Evgeny Lebedev

What I saw during a child’s surgery at GOSH

The Independent Wednesday 2 December 2015

A heart no bigger than a golf ball fighting to survive

Nothing can prepare you for the moment you see a child’s heart beating in its little body. It is not the blood or even the sight of the flesh which has been cut through that shocks the most. It is the size of the heart itself, little more than a golf ball, and the way it works so hard and so incessantly to keep the blood driving through the body.

There is no more effective reminder of our fragility. This single, busy organ was trying to keep this child alive.

It was, I am not embarrassed to admit, a humbling moment, made even more so by the surgeons beside me, gathered around the child working methodically, and mostly silently, to bring his heart back to full health.

I had been given the great honour of being allowed to watch first-hand the surgeons at Great Ormond Street Hospital (GOSH) do what they do best: saving critically ill children’s lives. With a series of delicate, barely perceptible movements they were grafting parts of the arteries coming from the child’s heart back together, while around them nurses and anaesthetists made sure the boy on the operating table – who was not even two years old – remained in a stable state.

Leading surgeon Dr Martin Kostolny does operations like this 250 times a year, an average of almost once every weekday. “A good night’s sleep is vital,” he told me.

“I need my concentration levels. You have the life of a child in your hands. That’s why it is key to put your emotions aside and be as professional as possible. Being calm in those difficult situations really helps me get the best out of my team, and that is something I think about a lot.”

One of the main objectives of this year’s Christmas appeal is to raise money for a 14-bed specialist heart unit that Great Ormond Street Hospital (GOSH) is intending, with your help, to complete. The unit will help men and women like Dr Kostolny and his team try to save other children like the one I saw that day.

The hospital knows it needs more space and better, more modern buildings so it can meet the growing demand to help more patients from across the country. The funds we raise will help to equip this heart unit and make sure it meets the highest international standards for every child that is treated there. None of this is cheap. The machine that takes 3-D images of the heart costs about £148,000. Defibrillators cost £11,000 each. To train an anaesthetist for cardiothoracic surgery costs around £58,000.

The specialist unit will not only enable children to have a heart operation but will make their time in the hospital – which can be more than a year for those waiting for a transplant – less stressful for them and their families.
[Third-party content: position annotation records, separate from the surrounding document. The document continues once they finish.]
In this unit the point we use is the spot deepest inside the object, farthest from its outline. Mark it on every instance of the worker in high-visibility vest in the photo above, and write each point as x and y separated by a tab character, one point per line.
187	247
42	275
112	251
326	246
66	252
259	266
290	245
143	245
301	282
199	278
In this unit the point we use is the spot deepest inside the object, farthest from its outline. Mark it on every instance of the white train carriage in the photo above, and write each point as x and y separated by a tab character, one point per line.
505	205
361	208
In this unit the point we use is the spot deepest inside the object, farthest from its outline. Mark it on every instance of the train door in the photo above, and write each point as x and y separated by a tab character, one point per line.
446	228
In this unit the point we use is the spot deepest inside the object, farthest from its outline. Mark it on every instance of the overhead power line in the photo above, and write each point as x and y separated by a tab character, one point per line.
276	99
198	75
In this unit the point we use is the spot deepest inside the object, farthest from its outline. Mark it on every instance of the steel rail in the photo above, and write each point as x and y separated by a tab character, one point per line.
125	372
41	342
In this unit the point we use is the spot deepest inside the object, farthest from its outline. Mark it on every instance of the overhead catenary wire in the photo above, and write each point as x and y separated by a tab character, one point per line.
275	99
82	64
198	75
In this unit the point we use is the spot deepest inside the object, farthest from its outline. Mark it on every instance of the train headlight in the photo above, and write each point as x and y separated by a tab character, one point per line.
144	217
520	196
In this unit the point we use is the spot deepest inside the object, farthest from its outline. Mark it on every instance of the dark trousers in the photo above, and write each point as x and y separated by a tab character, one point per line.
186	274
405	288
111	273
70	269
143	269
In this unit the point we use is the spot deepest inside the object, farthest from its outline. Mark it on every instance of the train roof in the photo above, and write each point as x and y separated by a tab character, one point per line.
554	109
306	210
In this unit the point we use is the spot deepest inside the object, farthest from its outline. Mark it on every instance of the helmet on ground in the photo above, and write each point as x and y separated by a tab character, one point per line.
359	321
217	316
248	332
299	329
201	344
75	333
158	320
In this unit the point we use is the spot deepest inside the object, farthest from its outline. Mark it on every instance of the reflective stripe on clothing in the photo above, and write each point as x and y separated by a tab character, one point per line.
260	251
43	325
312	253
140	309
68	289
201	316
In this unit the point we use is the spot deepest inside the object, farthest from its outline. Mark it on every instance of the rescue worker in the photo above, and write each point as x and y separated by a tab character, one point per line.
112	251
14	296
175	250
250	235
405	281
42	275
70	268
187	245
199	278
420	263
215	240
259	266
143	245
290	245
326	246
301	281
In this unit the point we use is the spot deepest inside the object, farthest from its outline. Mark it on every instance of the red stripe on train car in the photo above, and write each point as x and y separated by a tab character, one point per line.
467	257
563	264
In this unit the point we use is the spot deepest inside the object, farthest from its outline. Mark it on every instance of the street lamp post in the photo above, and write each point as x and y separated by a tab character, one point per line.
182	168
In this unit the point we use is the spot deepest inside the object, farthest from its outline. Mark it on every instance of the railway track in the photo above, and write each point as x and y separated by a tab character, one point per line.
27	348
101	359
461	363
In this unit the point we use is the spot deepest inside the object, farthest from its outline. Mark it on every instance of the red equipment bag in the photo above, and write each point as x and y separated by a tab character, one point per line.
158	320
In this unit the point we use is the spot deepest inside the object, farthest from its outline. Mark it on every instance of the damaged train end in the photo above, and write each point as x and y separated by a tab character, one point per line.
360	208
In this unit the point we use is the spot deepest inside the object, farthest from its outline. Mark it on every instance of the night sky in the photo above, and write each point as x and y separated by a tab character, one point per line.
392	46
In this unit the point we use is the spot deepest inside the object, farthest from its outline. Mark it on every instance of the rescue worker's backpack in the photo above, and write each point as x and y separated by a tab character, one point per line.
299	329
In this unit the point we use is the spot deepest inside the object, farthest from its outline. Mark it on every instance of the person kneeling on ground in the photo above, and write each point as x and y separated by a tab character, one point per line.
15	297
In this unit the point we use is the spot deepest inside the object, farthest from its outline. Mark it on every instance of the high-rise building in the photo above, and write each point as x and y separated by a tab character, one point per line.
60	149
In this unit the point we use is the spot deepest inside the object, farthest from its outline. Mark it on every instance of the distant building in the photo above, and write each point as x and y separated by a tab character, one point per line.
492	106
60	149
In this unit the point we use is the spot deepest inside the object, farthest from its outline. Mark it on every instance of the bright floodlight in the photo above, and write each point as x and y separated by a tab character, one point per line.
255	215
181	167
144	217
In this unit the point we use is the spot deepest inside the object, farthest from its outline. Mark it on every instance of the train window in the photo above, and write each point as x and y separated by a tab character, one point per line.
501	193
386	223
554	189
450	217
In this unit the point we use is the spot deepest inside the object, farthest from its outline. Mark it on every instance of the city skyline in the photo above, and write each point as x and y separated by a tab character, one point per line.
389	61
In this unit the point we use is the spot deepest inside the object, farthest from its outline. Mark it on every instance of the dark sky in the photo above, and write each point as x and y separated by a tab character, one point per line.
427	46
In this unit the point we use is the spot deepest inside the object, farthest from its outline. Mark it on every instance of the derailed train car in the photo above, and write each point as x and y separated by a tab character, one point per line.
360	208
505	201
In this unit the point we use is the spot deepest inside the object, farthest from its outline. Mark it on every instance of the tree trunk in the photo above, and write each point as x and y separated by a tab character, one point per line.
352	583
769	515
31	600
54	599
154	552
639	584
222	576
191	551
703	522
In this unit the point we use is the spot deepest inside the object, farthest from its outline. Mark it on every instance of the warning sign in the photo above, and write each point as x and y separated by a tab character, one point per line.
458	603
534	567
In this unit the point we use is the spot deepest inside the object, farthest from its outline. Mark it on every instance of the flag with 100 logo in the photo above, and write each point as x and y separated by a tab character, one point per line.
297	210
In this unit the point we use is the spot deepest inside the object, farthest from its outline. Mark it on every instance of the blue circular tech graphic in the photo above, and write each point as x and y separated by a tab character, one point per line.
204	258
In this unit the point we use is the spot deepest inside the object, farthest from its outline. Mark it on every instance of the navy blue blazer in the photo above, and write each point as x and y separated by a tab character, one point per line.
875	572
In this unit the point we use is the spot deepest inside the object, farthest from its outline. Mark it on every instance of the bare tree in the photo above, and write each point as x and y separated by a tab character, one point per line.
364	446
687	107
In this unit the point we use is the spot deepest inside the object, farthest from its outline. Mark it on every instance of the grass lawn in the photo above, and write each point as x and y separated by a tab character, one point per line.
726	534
“These patients are in here for a long time as we never know when a new heart will become available for transplant,” explained Professor Andrew Taylor, GOSH’s divisional director for cardiorespiratory. “We don’t want them to be in the hurly-burly of the wards. They need a distinct area of their own.”

The boy I saw being operated on is still recovering, his mother and father taking turns to sleep at his bedside each night. As the outcome is not certain I cannot share with you his name or even exactly what was wrong with him. But my thoughts and prayers, as I am sure are yours, are with him and his family.

After I left the operating theatre, I spent a few hours in discussions with the doctors at GOSH about how our appeal could best assist them and their work. It was dark by the time we finished, the wards now only illuminated by the lights built into the ceiling.

Walking out, I passed a group of doctors and nurses gathered around a child in a bed. Tubes poked out of his arms and one from his mouth, and there were a lot of bandages on him. The doctor I was walking with grabbed my shoulder and told me: “That is the boy you saw being operated on earlier.”

When I had last seen him his head and body – except for the area being operated on – had been covered by medical sheets. I had never seen his face. Now, despite all the medical apparatus around and on him, I did. He was breathing evenly, and looked at that moment like any other small boy sleeping peacefully, free of pain. He could have been any child; anyone’s child.

Of everything I saw that day, this was by far the most incredible sight of all. Please give generously.